In 1998, Todd Haynes released Velvet Goldmine, a rapturous but prickly ode to glam-rock that referenced genre stars such as David Bowie and Iggy Pop but clung to a fan’s perspective.

He tries something similar with I’m Not There, a pop meditation “inspired by the music & many lives of Bob Dylan” that is less concerned with presenting Dylan’s life in a realistic sense than on ruminating on the character of Dylan as experienced by his most ardent fans.

To do this, Haynes employs six actors — Christian Bale, Richard Gere, Ben Whishaw, Heath Ledger, Cate Blanchett, and African-American adolescent Marcus Carl Franklin — to play otherwise unconnected roles (none of them named “Bob Dylan”) that each embody a different facet of Dylan’s protean public persona.

Bale is the early, serious folkie Dylan in his first signs of dissatisfaction with the earnestness of the scene.
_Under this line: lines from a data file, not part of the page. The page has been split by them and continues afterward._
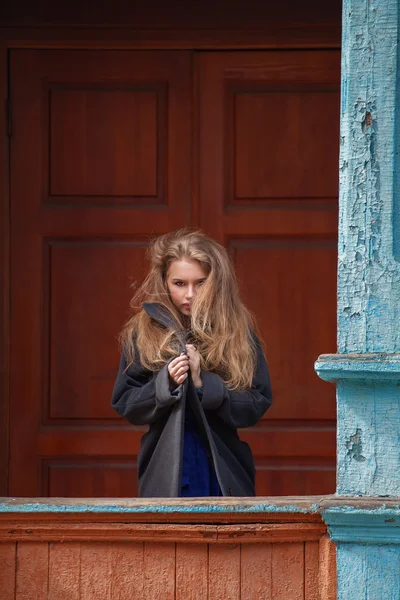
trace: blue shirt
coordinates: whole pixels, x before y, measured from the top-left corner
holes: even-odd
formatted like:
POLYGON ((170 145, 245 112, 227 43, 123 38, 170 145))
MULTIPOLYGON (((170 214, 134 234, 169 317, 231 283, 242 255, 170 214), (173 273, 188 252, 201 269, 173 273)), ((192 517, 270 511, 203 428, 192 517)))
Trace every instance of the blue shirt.
POLYGON ((181 496, 222 496, 189 403, 185 410, 181 496))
Ledger is an actor who played lead in a “Dylan” biopic whose real life — in his courtship, marriage, and break-up with a sad-eyed lady of the lowlands played beautifully by Charlotte Gainsbourg — represents the most widely known segment of Dylan’s own domestic life. Whishaw plays a man in an interrogation-style interview who claims to be (Dylan influence) Arthur Rimbaud. Franklin is a boxcar-hopping musician who dubs himself “Woody” after Woody Guthrie and eventually visits the great folksinger (as Dylan did) on his deathbed. Blanchett is a scream as the most iconic of Dylan figures, the messy-haired mid-Sixties rock prophet. And Gere — in a dull recurring segment that threatens to stop the movie dead — actually plays an aging Billy the Kid in a reference to the film Pat Garrett & Billy the Kid, which Dylan acted in and provided music for.
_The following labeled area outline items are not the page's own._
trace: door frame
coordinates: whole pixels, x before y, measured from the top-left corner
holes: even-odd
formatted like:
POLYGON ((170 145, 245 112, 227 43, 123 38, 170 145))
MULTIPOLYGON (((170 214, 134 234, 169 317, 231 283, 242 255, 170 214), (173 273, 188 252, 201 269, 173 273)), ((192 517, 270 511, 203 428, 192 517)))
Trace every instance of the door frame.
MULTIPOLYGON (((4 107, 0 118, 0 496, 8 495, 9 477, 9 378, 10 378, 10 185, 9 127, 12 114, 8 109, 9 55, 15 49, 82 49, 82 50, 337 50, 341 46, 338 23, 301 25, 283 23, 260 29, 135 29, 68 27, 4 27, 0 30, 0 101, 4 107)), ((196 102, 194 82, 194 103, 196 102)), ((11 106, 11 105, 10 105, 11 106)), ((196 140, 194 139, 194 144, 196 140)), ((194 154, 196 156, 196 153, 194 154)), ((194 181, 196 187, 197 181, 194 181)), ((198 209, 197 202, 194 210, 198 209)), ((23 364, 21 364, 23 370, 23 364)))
Through the weaving of these six sections, Haynes touches on reams of Dylan lore, iconography, and soundbites — his electric folk-festival debut, being called “Judas” in London, his relationship with Joan Baez, his motorcycle accident, his chauvinism, his embrace of Christianity, etc. The Blanchett scenes are the strongest, filmed in black-and-white to make them not just a reference to that period of Dylan’s career but to the way it’s been perceived through the lens of D.A. Pennebaker’s documentary Don’t Look Back.

The result is probably the most personal and most ambitious musical “biopic” ever attempted. For remotely obsessive Dylan fans, it’s endlessly compelling, if not always successful. For more casual fans, it’s likely to be entirely inexplicable.